The vegetable garden is certainly a place of life and death.
|
Chard, spinach, and peas. |
Select plants are carefully tended and protected, seeds saved. Others are ruthlessly
ripped out by the roots and destroyed at every appearance. Flowers are planted to attract certain insect
friends to your garden while potato beetles are plucked from leaves and killed without hesitation. I've watched a sharp-shinned hawk devour a house
sparrow in our garden beds. I've watched our spinach plants devoured by
leaf-miners. It is certainly a place that illustrates the ebb and flow
of life and death.
That said, I was still surprised to find a dead baby bird, all naked, blind and pink, in the strawberry patch.
|
Do you see it? Lower right. |
It was a sad discovery as all dead babies are, but also an interesting opportunity for me. I always find
wildlife corpses to be like that. Dead animals are generally much, much easier and
safer to approach and thoroughly examine than living ones. In fact, I
strongly recommend against it with living wildlife, but I say go nuts with the
dead ones. Use a stick or gloves if you are squeamish about touching it directly or if it is a bit of an...aged...corpse. The wee bird was so tiny and delicate and perfectly formed. It was stunning really. A perfect little beak and wing and foot stuck out of the partially intact shell. Its shell was mostly white with a slight hint of blue-green to it and covered with brown speckles. It is so helpless looking...and I suppose really was just that.

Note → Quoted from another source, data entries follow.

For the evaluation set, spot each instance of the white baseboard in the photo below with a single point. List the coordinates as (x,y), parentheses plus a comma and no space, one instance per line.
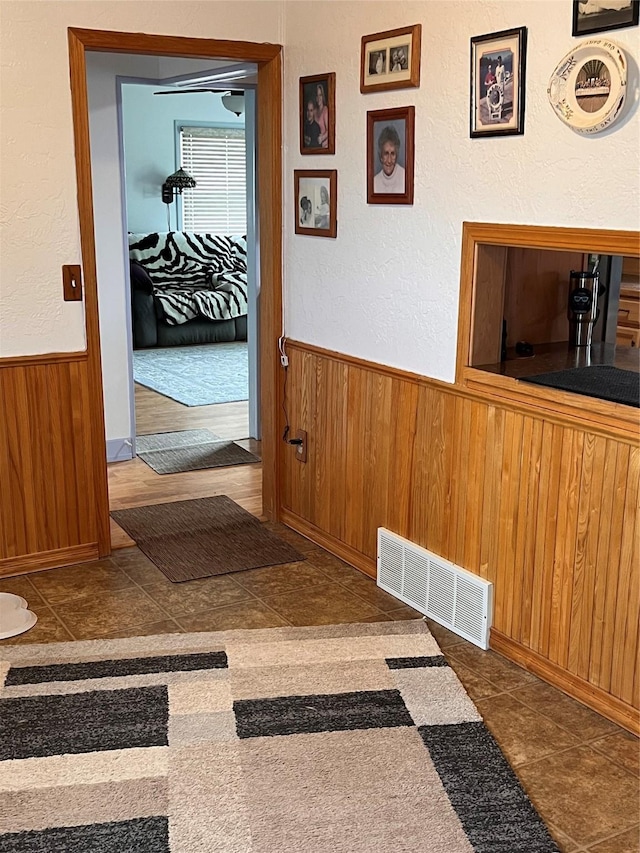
(119,449)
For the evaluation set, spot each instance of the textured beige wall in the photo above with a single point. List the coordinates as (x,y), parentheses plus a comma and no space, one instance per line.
(387,289)
(38,212)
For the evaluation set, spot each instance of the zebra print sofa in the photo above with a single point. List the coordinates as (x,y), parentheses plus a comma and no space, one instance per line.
(187,288)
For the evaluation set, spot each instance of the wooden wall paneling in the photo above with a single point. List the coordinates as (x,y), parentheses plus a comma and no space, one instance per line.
(532,466)
(508,573)
(607,560)
(401,460)
(458,479)
(585,564)
(492,478)
(627,614)
(352,478)
(615,568)
(378,460)
(470,547)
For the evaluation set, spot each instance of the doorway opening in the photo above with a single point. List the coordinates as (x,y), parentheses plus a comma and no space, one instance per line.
(268,217)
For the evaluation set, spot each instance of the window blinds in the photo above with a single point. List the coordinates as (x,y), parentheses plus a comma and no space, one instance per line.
(215,157)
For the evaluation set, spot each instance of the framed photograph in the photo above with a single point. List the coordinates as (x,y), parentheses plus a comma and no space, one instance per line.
(318,114)
(594,17)
(391,60)
(316,199)
(498,83)
(390,156)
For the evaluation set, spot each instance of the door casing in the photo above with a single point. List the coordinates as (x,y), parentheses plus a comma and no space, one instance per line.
(268,58)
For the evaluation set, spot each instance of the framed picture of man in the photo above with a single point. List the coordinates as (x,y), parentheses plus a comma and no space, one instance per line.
(315,199)
(390,156)
(498,83)
(595,16)
(317,114)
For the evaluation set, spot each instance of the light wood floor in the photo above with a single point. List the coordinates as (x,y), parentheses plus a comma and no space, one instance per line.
(134,483)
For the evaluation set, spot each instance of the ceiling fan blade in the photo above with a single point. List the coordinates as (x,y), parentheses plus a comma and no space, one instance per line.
(195,91)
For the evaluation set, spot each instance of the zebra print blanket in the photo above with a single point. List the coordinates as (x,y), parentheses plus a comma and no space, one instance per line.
(194,275)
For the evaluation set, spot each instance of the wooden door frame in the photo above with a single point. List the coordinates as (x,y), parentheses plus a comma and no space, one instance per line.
(268,58)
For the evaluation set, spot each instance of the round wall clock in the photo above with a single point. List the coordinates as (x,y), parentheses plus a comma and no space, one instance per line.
(588,86)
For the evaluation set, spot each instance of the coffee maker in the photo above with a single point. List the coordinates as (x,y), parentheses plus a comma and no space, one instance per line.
(583,311)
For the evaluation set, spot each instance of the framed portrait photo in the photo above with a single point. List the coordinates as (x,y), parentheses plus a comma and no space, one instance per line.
(498,83)
(315,199)
(391,60)
(595,17)
(318,114)
(390,156)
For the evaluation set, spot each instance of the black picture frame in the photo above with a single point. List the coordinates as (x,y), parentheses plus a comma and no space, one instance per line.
(606,19)
(498,76)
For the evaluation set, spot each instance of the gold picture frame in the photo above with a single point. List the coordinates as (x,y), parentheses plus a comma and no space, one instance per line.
(391,60)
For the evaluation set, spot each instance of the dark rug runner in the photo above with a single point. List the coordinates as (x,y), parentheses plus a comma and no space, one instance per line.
(600,380)
(203,537)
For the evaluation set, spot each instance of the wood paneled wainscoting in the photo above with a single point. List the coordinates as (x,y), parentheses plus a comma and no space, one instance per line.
(535,501)
(50,490)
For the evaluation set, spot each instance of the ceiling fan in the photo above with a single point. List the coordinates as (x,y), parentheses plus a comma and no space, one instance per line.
(232,99)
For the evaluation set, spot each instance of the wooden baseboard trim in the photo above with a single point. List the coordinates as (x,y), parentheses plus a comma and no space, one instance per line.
(48,559)
(329,543)
(593,697)
(44,358)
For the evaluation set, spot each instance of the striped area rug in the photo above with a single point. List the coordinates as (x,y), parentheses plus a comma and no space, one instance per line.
(340,738)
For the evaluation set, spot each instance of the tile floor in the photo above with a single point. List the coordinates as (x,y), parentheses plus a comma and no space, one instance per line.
(580,770)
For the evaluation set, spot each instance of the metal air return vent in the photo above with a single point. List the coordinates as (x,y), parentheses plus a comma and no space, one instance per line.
(446,593)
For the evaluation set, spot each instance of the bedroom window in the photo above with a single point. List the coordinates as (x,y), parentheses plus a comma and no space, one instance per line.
(216,158)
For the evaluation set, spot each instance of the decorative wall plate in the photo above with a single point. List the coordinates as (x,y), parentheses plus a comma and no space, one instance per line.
(587,88)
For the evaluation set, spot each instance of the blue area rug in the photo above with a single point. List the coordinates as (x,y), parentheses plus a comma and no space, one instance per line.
(195,376)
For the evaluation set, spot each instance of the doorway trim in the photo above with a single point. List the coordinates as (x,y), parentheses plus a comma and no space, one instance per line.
(268,58)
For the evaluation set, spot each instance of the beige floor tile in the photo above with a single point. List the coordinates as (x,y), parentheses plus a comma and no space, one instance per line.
(566,712)
(476,686)
(71,582)
(367,589)
(180,599)
(443,636)
(22,586)
(95,615)
(492,667)
(583,794)
(523,734)
(46,630)
(276,580)
(404,613)
(249,614)
(565,844)
(623,748)
(166,626)
(321,605)
(627,842)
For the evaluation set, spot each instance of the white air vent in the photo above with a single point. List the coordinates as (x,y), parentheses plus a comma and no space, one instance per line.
(441,590)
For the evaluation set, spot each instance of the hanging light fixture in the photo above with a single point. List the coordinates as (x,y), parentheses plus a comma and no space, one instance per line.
(173,186)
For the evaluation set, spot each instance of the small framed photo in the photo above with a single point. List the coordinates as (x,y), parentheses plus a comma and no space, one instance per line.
(593,17)
(318,114)
(390,157)
(391,60)
(498,83)
(316,199)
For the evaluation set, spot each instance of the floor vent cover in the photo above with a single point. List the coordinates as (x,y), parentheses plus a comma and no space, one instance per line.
(441,590)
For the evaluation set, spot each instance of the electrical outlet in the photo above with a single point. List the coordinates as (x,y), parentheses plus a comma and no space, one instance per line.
(301,449)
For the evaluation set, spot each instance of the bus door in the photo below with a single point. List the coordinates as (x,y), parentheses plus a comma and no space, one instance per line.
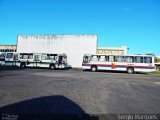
(60,60)
(37,60)
(15,59)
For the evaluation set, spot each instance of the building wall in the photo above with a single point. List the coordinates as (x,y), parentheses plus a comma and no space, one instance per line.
(75,46)
(8,48)
(112,50)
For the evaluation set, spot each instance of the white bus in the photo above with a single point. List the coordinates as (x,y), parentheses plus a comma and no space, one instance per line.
(2,58)
(47,60)
(129,63)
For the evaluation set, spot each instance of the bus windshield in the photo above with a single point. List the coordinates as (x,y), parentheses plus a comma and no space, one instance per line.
(86,59)
(9,55)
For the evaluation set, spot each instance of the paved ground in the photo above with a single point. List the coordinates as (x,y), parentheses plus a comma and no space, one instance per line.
(88,92)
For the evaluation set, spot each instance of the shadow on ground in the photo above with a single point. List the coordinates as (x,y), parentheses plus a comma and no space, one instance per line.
(9,68)
(45,108)
(114,71)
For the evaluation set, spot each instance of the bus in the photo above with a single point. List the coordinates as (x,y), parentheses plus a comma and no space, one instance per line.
(2,58)
(128,63)
(47,60)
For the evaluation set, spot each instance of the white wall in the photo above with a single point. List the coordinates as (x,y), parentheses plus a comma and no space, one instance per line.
(75,46)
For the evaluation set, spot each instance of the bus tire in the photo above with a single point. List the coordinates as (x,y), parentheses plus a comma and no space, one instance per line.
(94,68)
(22,65)
(52,67)
(130,70)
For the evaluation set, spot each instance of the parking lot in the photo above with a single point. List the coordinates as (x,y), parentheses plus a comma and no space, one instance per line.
(75,91)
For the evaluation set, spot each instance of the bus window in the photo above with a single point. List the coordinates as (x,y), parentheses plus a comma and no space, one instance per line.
(15,57)
(119,59)
(102,58)
(25,56)
(138,59)
(53,56)
(86,59)
(9,55)
(30,56)
(94,58)
(129,59)
(147,59)
(111,58)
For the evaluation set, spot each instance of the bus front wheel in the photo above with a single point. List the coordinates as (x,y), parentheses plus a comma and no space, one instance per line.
(52,67)
(130,70)
(94,68)
(22,65)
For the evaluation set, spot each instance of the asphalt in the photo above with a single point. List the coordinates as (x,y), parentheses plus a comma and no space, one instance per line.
(43,91)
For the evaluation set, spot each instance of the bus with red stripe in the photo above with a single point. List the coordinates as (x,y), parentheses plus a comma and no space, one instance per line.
(128,63)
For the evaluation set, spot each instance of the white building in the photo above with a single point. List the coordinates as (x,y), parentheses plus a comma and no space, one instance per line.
(75,46)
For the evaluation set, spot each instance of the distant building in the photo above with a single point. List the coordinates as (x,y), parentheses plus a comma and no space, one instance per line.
(75,46)
(112,50)
(8,48)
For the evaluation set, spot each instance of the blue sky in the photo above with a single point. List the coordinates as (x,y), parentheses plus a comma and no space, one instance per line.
(132,23)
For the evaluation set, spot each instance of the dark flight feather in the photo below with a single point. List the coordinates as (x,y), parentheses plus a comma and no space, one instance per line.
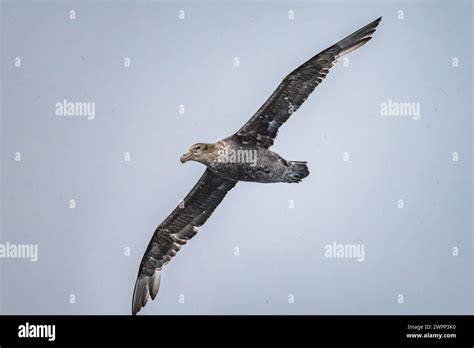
(262,128)
(180,226)
(257,134)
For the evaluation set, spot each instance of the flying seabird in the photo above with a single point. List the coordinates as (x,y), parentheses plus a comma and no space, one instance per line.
(243,156)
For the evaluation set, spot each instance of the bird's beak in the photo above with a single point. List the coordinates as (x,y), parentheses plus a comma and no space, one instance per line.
(186,157)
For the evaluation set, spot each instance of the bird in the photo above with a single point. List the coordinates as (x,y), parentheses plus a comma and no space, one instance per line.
(243,156)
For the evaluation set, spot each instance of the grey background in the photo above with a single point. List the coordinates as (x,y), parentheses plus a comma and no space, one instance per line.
(81,251)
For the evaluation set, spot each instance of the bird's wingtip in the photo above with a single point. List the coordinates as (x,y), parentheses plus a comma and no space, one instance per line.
(145,287)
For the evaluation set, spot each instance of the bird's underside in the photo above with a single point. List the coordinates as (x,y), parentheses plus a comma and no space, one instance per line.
(244,156)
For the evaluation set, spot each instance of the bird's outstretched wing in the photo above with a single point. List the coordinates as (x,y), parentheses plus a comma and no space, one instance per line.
(263,127)
(180,226)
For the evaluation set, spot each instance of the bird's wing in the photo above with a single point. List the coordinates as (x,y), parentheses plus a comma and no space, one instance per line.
(263,127)
(180,226)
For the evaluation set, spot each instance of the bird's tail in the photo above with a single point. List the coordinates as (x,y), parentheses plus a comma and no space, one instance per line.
(297,171)
(357,39)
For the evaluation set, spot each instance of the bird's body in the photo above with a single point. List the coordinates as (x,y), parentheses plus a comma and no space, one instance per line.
(230,159)
(243,156)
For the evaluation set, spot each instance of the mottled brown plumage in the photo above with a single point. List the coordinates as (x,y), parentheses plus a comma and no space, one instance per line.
(244,156)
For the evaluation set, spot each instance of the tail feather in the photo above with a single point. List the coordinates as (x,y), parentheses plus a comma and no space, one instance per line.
(298,170)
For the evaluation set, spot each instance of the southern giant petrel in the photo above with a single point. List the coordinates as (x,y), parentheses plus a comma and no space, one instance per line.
(243,156)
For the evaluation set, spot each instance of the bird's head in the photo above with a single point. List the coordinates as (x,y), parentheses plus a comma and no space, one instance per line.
(199,152)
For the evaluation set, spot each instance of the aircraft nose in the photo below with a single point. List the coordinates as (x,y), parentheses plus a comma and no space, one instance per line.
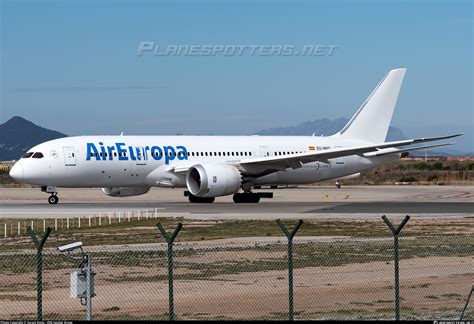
(17,173)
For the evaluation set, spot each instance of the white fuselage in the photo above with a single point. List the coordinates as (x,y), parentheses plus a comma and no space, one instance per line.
(67,162)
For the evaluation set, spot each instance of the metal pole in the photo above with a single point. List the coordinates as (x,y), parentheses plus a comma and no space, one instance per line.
(39,269)
(170,281)
(89,287)
(290,280)
(467,303)
(170,240)
(290,263)
(397,278)
(395,232)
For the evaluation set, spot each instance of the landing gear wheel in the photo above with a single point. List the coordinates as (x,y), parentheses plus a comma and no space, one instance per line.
(246,197)
(53,199)
(195,199)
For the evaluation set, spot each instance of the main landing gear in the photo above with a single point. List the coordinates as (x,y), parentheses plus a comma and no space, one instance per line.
(246,197)
(200,200)
(53,199)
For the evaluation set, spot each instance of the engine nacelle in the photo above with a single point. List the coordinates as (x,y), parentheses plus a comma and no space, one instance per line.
(212,180)
(125,191)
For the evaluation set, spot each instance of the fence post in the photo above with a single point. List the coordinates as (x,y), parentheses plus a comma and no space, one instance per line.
(395,232)
(39,269)
(467,303)
(170,239)
(290,263)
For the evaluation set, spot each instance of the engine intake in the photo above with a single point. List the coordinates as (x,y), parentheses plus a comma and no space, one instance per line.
(212,180)
(125,191)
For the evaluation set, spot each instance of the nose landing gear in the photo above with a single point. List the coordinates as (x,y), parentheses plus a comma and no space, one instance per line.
(53,199)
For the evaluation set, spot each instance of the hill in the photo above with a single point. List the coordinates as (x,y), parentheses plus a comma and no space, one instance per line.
(17,135)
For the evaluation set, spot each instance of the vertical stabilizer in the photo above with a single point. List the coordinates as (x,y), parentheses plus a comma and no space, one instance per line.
(371,122)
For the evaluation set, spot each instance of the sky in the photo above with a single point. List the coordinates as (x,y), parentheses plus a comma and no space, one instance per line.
(72,66)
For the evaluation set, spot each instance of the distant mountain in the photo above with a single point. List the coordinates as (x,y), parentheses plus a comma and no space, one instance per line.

We estimate this to be the baby of a house sparrow, but our guidebooks
are fairly lacking in the egg identifying department so don't quote me
on that.
How it got in the garden is still a bit mysterious as there is no nest
in the overhanging bush that we can see....but perhaps it is just a well
hidden nest. It is a tiny egg and baby so it probably is a tiny nest,
too. We left it there for some other critter to take care of. The
circle of life is like that. One critter's loss is another critter's
gain. I wonder how long it will take before someone has carried it off
somewhere...
Once again, I have to ooh and awe over your garden pictures. Do you know your elevation? (You can find it by looking up your address on Google Earth.) Here at 4000 feet, so close to the mountains, our season is so much shorter than yours. It always amazes me to compare the growing seasons of different areas in our big state.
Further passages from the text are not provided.